Tue Apr 30, 2013 6:52am EDT
* FTSE 100 dips 0.1 percent
* Most sectors see pullback after good week
* Caution sets in ahead of the week's central bank meetings
* Lloyds and BP top movers after good earnings
By Alistair Smout
LONDON, April 30 (Reuters) - Britain's benchmark share index edged lower on Tuesday as traders booked profits ahead of major central bank meetings this week, though the market gleaned support from upbeat earnings reports from BP and Lloyds .
Financial and energy stocks were among few positive sectors in the index, combinining to add 18 points to the FTSE 100 .
However, while euro zone-exposed Lloyds and Royal Bank of Scotland were among the top gainers, most sectors weighed on the index as investors took profits on recent gains.
"Gains in banks shows that there is some risk appetite, however investors would like to remain cautious ahead of interest-rate decisions from U.S. Federal Reserve and the ECB," Myrto Sokou, analyst at Sucden Financial Private Clients, said.
"Investors will look to those meetings for direction for equities. So in the meantime people are locking in gains, and it makes absolute sense to see some consolidation."
The FTSE 100 last week scored its biggest five-day gain since the first week of the year, carrying it to within 1 percent of five-year highs hit at the beginning of March.
Miners eased off the most, in line with commodity prices. The sector shaved 8 points off the index and fell 1.6 percent after a run-up that had seen it add 3.7 percent over the last five days.

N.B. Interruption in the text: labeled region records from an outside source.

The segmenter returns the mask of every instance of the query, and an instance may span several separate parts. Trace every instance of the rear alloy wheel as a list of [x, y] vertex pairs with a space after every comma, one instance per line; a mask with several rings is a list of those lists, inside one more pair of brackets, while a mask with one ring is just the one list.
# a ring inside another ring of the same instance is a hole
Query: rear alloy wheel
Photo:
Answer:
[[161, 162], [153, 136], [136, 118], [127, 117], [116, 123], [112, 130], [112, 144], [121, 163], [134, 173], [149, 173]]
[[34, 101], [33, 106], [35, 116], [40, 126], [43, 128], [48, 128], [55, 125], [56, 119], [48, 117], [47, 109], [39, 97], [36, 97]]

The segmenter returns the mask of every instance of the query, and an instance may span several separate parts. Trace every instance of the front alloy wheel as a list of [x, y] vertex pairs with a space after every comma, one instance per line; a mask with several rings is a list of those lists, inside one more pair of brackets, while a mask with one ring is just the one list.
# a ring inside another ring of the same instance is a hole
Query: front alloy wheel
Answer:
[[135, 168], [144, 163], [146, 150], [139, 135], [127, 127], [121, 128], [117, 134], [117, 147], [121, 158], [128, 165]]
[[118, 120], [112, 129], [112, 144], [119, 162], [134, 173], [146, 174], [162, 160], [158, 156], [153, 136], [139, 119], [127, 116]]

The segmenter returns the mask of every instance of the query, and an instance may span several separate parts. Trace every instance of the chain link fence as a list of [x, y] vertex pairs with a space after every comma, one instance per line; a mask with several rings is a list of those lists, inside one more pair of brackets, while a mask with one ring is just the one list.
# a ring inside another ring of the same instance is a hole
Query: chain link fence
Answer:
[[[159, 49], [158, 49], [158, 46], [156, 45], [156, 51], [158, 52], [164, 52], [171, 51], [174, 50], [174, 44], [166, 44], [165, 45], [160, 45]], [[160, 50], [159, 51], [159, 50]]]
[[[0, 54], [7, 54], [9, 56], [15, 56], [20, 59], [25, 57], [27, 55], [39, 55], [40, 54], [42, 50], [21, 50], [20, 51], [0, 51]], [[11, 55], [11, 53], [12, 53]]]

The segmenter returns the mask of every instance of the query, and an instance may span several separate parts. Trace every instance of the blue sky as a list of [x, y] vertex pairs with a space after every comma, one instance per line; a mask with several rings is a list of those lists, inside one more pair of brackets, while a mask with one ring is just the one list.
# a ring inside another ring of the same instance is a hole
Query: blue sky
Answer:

Weakness in the miners led the the FTSE down 9.09 points, or 0.1 percent, at 6,448.93 by 1027 GMT.
A small pullback affected most sectors, with Centrica the top faller outside the miners, down 2.7 percent after a downgrade from Credit Suisse to "underperform" from "neutral".
"Our 2013-16 earnings per share estimates are now around 3 to 9 percent below consensus," analysts at Credit Suisse said in a note. "We would short-sell Centrica on a three-month view."
Solid results from leading UK companies supported the market. Lloyds gained 4.3 percent after underlying profit trebled to 1.48 billion pounds ($2.3 billion).
Fellow state-backed Royal Bank of Scotland rose 5.4 percent.
According to Thomson Reuters Starmine data, 80 percent of companies who have reported first-quarter results in the FTSE 100 index have beaten or met expectations.